Наташа отставила рюмку, она ест. Это, конечно, особое зрелище, эстетическое и назидательное одновременно для таких дворовых мальчиков, как я. Нож и вилка кажутся в ее легких руках волшебными инструментами, вовсе даже отвлеченными от своего прямого практического назначения, существующими будто бы специально для грациозного балета кистей, пальцев, предплечий, для управления музыкой, которую я, словно глухонемой в концерте, не слышу, но ощущаю.
— Что ж удивительного? — Нож и вилка, не довершив фигуры, застыли прямо-таки в скульптурной позе, между тем смотрит на меня Наташа внимательно, с материнским почти сочувствием, сожалением, как на сына — вечного недотепу. — Так и должно быть. Сам же говоришь — возраст. И не нужно терзаться по этому поводу. Другая пора пришла, не менее поэтичная, можешь мне поверить, но другая. Более трезвая, не пренебрегающая доводами рассудка. И даже расчета. Только не мелочного, не вульгарного, не думай, а благородного. Не о жажде, конечно, речь идет, зато о реальном, осмысленном желании счастья. Во всяком случае, благополучия. Что же в этом дурного?
— Да ничего, вероятно, — соглашаюсь я не слишком уверенно.
— Ну вот, видишь. Хочешь, я тебя женю? — Наташины глаза вспыхивают озорным блеском. — Не волнуйся, я же знаю твой вкус. Так что все пожелания будут учтены. По возможности, конечно. А со своей стороны я гарантирую полный комфорт, образование, квартиру, знание языков…
— И мебели, — срывается у меня с языка, хотя никакого намерения язвить я и в мыслях не держал.
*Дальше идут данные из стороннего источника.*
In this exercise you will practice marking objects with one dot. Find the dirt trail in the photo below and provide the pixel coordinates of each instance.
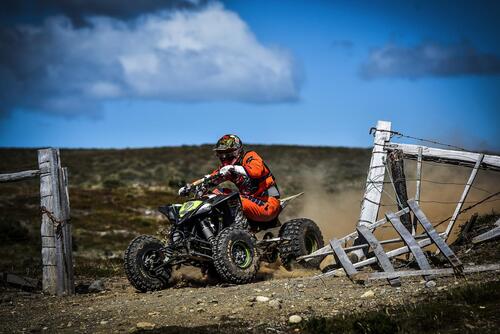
(192, 309)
— И мебели, — с чуть заметным вызовом повторяет Наташа. — А что? Чем тебя это не устраивает?
— Да нет, — мнусь я, стараясь загладить опрометчивую шпильку и в то же самое время никак не желая почему-то пускаться в уловки иносказания. Так и тянет бухнуть, что настораживает меня нынешнее увлечение внешними формами бытия, очевидно, в ущерб его внутренней сути, оголтелый культ дизайна и классических стилей, внезапный нуворишский вкус к шпалерам и гобеленам, к старинной бронзе и деревенским печным изразцам — бог ты мой, сами вещи ни в чем не виноваты, они прекрасны и достойны изучения, только вот в скопидомском этом эстетизме чудятся мне нравственная черствость и душевная глухота.
Сознавая, однако, что дерзить никак не годится, я стараюсь выражаться отвлеченно и обтекаемо, говорю, что чисто оформительский взгляд на мир не кажется мне серьезным критерием человеческой ценности, поскольку жизнь не укладывается в принципы дизайна, она зачастую нерациональна и некрасива, и правда чаще всего неказиста на вид, никаким стилям не подлежит и ни в какие ордера не лезет.
— А потом — старая мебель должна передаваться по наследству. Как духовное завещание, должна хранить атмосферу твоего рода. Иначе она производит впечатление наворованной. Будто и не в дом попадаешь, а на склад конфискованного имущества…
— Хорошо, — перебивает Наташа, — учтем ваши идейные позиции. Подберем что-нибудь попроще. Без шпалер ж без ампера. С духовными исканиями, с христианством, дзен-буддизмом, хочешь?
Перспектива умозрительного сватовства настолько ее развеселила, что она даже не обиделась на мои уклончивые обличения, не приняла их на свой счет.
— Ну, так как? Учти, у меня легкая рука. Правда, скорее на романы, чем на браки, но ведь ты человек порядочный, верный. — Последние слова произнесены снисходительным, поощрительным тоном.